This was no Conn: Keith was a unanimous choice for the Conn Smythe Trophy as playoff MVP. Keith became the fourth skater to log 700-plus minutes in a postseason since 1998, joining L.A's Drew Doughty (2014), Edmonton's Chris Pronger (2006) and Detroit's Nicklas Lidstrom (2002). Throughout the postseason, analysts wondered if Keith could hold up; if Quenneville was wearing him out. Much like the Blackhawks, however, Keith only appeared to get stronger as each series progressed. "I'm just proud to be a part of a group of guys that cares so much and does whatever it takes," Keith said.

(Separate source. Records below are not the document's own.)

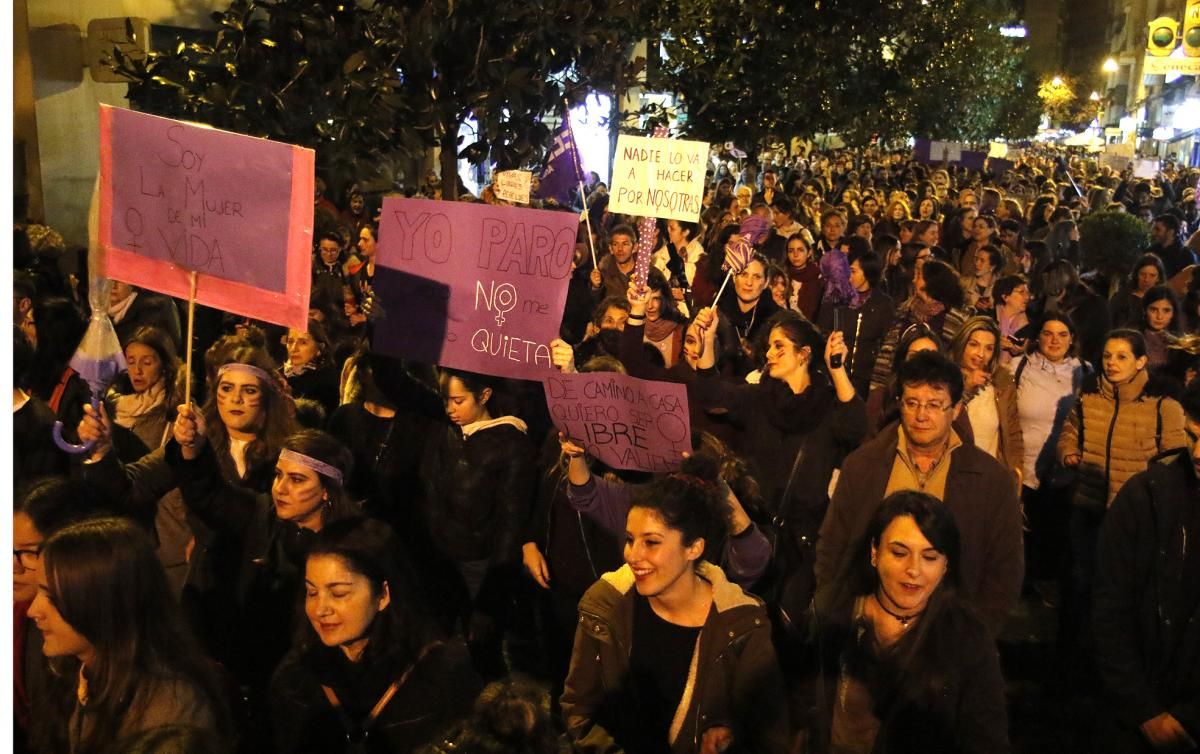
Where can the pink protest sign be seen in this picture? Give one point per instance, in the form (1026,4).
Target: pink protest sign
(472,286)
(624,422)
(177,197)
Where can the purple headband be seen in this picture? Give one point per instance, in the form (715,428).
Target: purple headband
(247,369)
(321,467)
(754,228)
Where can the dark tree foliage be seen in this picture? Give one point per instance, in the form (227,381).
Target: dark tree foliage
(361,81)
(761,69)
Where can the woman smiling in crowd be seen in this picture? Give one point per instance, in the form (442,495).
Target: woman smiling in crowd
(903,663)
(669,654)
(367,671)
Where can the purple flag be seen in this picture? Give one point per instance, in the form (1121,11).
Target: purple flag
(563,171)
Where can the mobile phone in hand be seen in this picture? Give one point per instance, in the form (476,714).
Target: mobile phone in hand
(835,360)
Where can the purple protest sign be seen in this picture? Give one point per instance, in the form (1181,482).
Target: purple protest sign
(624,422)
(178,198)
(477,287)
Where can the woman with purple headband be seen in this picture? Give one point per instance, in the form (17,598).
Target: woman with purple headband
(245,422)
(271,533)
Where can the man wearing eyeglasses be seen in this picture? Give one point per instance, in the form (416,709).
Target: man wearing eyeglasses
(923,453)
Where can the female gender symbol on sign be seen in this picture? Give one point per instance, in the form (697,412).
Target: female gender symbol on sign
(504,298)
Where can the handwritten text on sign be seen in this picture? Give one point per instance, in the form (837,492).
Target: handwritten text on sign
(513,185)
(473,286)
(659,178)
(625,423)
(183,195)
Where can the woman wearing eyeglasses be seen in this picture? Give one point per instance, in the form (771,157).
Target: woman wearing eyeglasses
(40,510)
(118,642)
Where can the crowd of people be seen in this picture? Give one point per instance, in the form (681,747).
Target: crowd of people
(915,405)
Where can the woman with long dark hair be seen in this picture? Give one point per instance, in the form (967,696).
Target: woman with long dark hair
(271,532)
(40,509)
(989,396)
(797,424)
(1164,323)
(1125,306)
(246,418)
(1061,291)
(144,398)
(937,301)
(1049,377)
(311,369)
(119,641)
(664,327)
(367,672)
(669,654)
(1122,419)
(904,664)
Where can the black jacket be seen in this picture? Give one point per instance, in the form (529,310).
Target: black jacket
(1175,257)
(269,569)
(576,548)
(478,491)
(864,330)
(774,423)
(438,688)
(318,384)
(1146,605)
(969,714)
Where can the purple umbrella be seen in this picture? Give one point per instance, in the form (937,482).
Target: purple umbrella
(99,359)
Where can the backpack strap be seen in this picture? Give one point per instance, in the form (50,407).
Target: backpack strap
(1020,367)
(1158,424)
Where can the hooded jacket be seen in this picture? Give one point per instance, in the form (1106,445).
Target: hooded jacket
(1147,639)
(1117,429)
(735,678)
(479,482)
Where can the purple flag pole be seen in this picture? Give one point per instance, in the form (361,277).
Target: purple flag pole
(579,175)
(556,178)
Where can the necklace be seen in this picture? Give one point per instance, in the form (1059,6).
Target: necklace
(743,335)
(905,620)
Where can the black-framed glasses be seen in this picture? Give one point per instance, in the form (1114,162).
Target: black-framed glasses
(28,560)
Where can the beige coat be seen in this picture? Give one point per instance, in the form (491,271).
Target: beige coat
(1123,426)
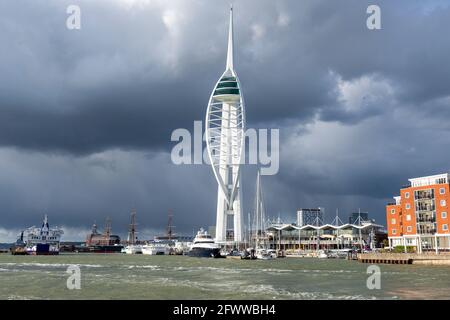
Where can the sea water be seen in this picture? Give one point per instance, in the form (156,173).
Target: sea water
(120,276)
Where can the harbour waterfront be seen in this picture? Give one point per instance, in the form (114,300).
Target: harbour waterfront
(117,276)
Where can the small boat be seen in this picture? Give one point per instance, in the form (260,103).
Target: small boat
(155,248)
(204,246)
(133,249)
(263,254)
(321,254)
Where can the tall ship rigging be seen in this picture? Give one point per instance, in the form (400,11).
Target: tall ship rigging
(105,242)
(43,240)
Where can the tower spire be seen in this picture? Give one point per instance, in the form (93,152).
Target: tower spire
(230,52)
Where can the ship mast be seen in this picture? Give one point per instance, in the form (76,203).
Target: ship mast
(169,232)
(132,230)
(107,227)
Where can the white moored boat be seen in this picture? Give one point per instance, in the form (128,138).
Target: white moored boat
(133,249)
(204,246)
(156,248)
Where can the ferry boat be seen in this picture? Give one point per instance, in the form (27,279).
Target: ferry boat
(156,248)
(43,240)
(204,246)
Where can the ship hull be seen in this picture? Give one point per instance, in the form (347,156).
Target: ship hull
(106,249)
(42,249)
(205,253)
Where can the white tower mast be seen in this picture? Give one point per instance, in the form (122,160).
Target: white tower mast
(225,125)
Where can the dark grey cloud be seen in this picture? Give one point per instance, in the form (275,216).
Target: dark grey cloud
(86,116)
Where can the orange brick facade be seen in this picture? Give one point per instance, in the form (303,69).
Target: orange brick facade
(422,210)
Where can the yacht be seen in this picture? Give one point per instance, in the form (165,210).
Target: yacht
(133,249)
(263,254)
(204,246)
(156,248)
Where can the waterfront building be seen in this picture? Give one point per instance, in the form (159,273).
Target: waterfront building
(224,130)
(419,216)
(307,216)
(356,216)
(364,235)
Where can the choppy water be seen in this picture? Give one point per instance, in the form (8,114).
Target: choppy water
(117,276)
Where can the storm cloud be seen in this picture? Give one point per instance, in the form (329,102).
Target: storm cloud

Stone-cold Stamkos: Steven Stamkos will no doubt absorb some criticism for his failure to finish in this series. Stamkos finished second in the NHL with 43 goals this season, but he was shut out in the Final and finished with just one assist. It wasn't for lack of chances. Game 6 was emblematic of Stamkos' luck. He hit the crossbar on a wicked shot eight minutes into the first period, and he was stoned on a breakaway when just a little bit of elevation would have given him a goal. Stamkos created plenty of chances, but contrary to what the analytics folks will say, stars have to finish, not just drive possession and scoring chances. It's why they get paid top dollar.
Best quote: "Well, Chicago, that's three Cups in six years. I'd say you have a dynasty." -- NHL commissioner Gary Bettman
What we learned: No matter what you throw at them, be it physical play, speed or psychological games, the Blackhawks never get rattled and they always have an answer. Chicago's depth and experience are unmatched in the NHL. Chicago's skill and style of play are the envy of 29 other teams, and every season adds to the Blackhawks' mystique. What a massive mental and physical hurdle that package presents for opponents when taking on the NHL's top franchise. What a marketing tool Chicago presents for a league still trying to gain a nationwide foothold in the United States.
Final thought: During a postgame interview with NBC's Pierre McGuire, Chicago veteran defenseman Brent Seabrook voiced an opinion that went far beyond paying due respect to a defeated opponent. Seabrook cautioned anyone who was listening that, in the next six years, Tampa is going to be doing what Chicago has been doing these last six years. There will be some to holes to fill in free agency this summer and there will be plenty of challengers in the improved Eastern Conference, but the Lightning is the epitome of the direction the NHL game is taking. The Bolts are fast, they're skilled, they're poised, they're dynamic and they are so tantalizingly young. Of Chicago's three Stanley Cups in the past six years, this felt like the biggest test the Blackhawks have faced in the Final. Keep an eye on Tampa.